You're travelling. You don't have your laptop with you, or you don't own a laptop. But that's OK, because there's an Internet cafe you can use to read and respond to your email.
You're in the airport, the shopping center, or a hotel lobby, and there's an Internet kiosk you can use. For a nominal charge, you can log in to your online bank and do that transaction you need to take care of.
Think twice.
Think twice and then walk away, at least for now.
"What?", you say. "Are you telling me it's not safe? But my webmail service and my bank use SSL, so I have an encrypted connection and my password is encrypted. I thought that protected me."
It does protect you from having your password or data snooped along the way. Once your computer sends your password on its way to your bank, only your bank's web server can read it. Once your webmail service sends your email message to your computer, only your computer can read it. But it's your computer that's the weak point here.
Because you're using someone else's computer.
The computer may be keeping a copy of everything it sees, before it's encrypted and after it's decrypted. The computer may have a keystroke logger, which is capturing everything you type — including your account number and password. You have no idea what programs might be running in that computer. Do you really trust it? You shouldn't.
Public computers and kiosks can be, and often are infiltrated by hackers. Fully functional computers are especially easy: after a day of having the computer record everything that happens on it, the hacker can return and plug in a USB memory stick, and take all that data away, to be analyzed and exploited later. Rebooting the computer before you use it assures you of nothing; the hacker's software can restart after a reboot.
There are services available to scan public computers and warn operators when there are problems. But for that to help, the operator of the cafe has to have set the scanning software up in the first place, has to have kept it updated and current, and has to respond quickly to problems. There are, of course, issues of new techniques about which the scanner has no knowledge, and the time window between the hacker's attack and the next scan. And you're assuming that the operator means well, and isn't part of the attack.
My colleague Ramón Cáceres and his co-workers have developed something called the SoulPad, which is a research project at the moment. (Links also here and here.) Briefly, it's a hard drive you carry with you, and a system that lets you boot that public computer directly from your hard drive, so you know exactly what you have. Of course, there can still be a hacked BIOS on the computer, or a hardware device to record keystrokes. Ramón and others are also working on techniques to deal with these issues.
But you're not going to be carrying a SoulPad around with you for a while, at least. For now, assume that anything, you type or see on a public computer, including account numbers and passwords, will be recorded.
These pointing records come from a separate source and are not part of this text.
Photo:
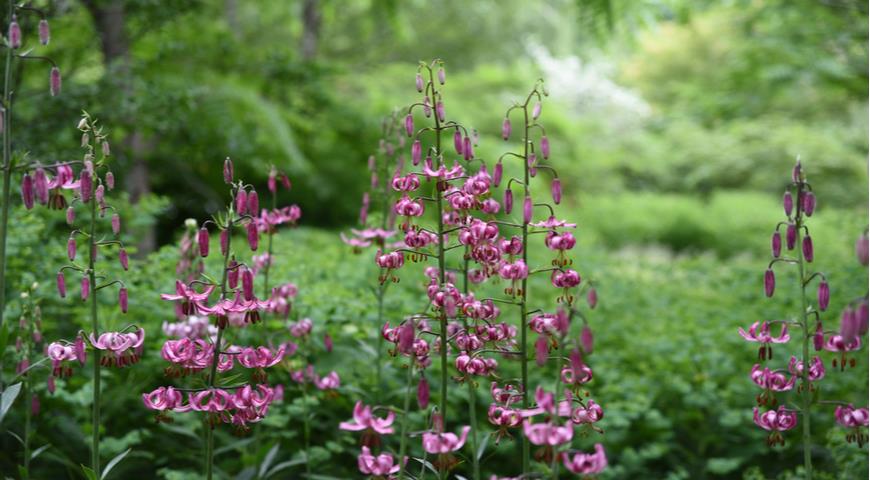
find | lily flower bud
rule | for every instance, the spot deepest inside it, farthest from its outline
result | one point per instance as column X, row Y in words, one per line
column 27, row 191
column 44, row 32
column 787, row 203
column 202, row 241
column 776, row 244
column 824, row 295
column 54, row 81
column 497, row 172
column 61, row 284
column 556, row 189
column 228, row 170
column 253, row 236
column 769, row 282
column 807, row 248
column 457, row 142
column 123, row 299
column 86, row 287
column 527, row 209
column 409, row 125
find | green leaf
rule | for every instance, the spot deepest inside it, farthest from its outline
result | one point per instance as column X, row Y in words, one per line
column 7, row 398
column 113, row 462
column 267, row 462
column 39, row 450
column 89, row 474
column 284, row 465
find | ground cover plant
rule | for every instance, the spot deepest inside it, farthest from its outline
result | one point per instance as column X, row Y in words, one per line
column 560, row 268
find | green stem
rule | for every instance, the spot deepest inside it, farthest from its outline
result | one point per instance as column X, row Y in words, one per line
column 95, row 327
column 524, row 348
column 807, row 396
column 403, row 440
column 212, row 378
column 7, row 173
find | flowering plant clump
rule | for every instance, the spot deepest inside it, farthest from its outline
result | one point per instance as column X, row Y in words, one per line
column 221, row 401
column 89, row 192
column 806, row 369
column 35, row 182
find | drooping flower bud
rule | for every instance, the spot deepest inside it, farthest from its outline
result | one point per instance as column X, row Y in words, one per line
column 85, row 186
column 416, row 152
column 586, row 339
column 862, row 248
column 61, row 284
column 27, row 191
column 809, row 203
column 790, row 236
column 409, row 125
column 527, row 209
column 824, row 295
column 241, row 202
column 541, row 350
column 592, row 298
column 248, row 284
column 819, row 337
column 457, row 142
column 202, row 241
column 253, row 236
column 497, row 172
column 253, row 203
column 14, row 33
column 116, row 224
column 272, row 182
column 556, row 188
column 807, row 247
column 123, row 299
column 233, row 273
column 423, row 393
column 44, row 32
column 776, row 244
column 228, row 171
column 124, row 259
column 40, row 186
column 848, row 325
column 54, row 81
column 224, row 239
column 787, row 203
column 769, row 282
column 86, row 287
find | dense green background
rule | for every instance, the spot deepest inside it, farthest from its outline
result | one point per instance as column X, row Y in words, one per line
column 674, row 125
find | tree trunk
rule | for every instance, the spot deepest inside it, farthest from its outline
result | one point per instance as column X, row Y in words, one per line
column 109, row 21
column 310, row 29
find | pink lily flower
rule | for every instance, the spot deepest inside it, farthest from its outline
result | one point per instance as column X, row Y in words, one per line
column 586, row 463
column 363, row 419
column 442, row 443
column 380, row 466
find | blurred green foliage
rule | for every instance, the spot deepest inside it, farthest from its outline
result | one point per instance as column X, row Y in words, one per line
column 674, row 124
Even if you trust the operator of the cafe, you don't (or shouldn't) trust the previous user of the computer you're sitting at. Choose your usage accordingly.
Update, 28 Feb 2007: Have a look at this entry, and note well.
1 comment:
Good post . . .
Hardware keyloggers are indeed a tough issue - some are so small that they almost look like part of the keyboard cord (see http://www.keyghost.com/).
If you are technically inclined you can build your own bootable Linux USB stick today - google search.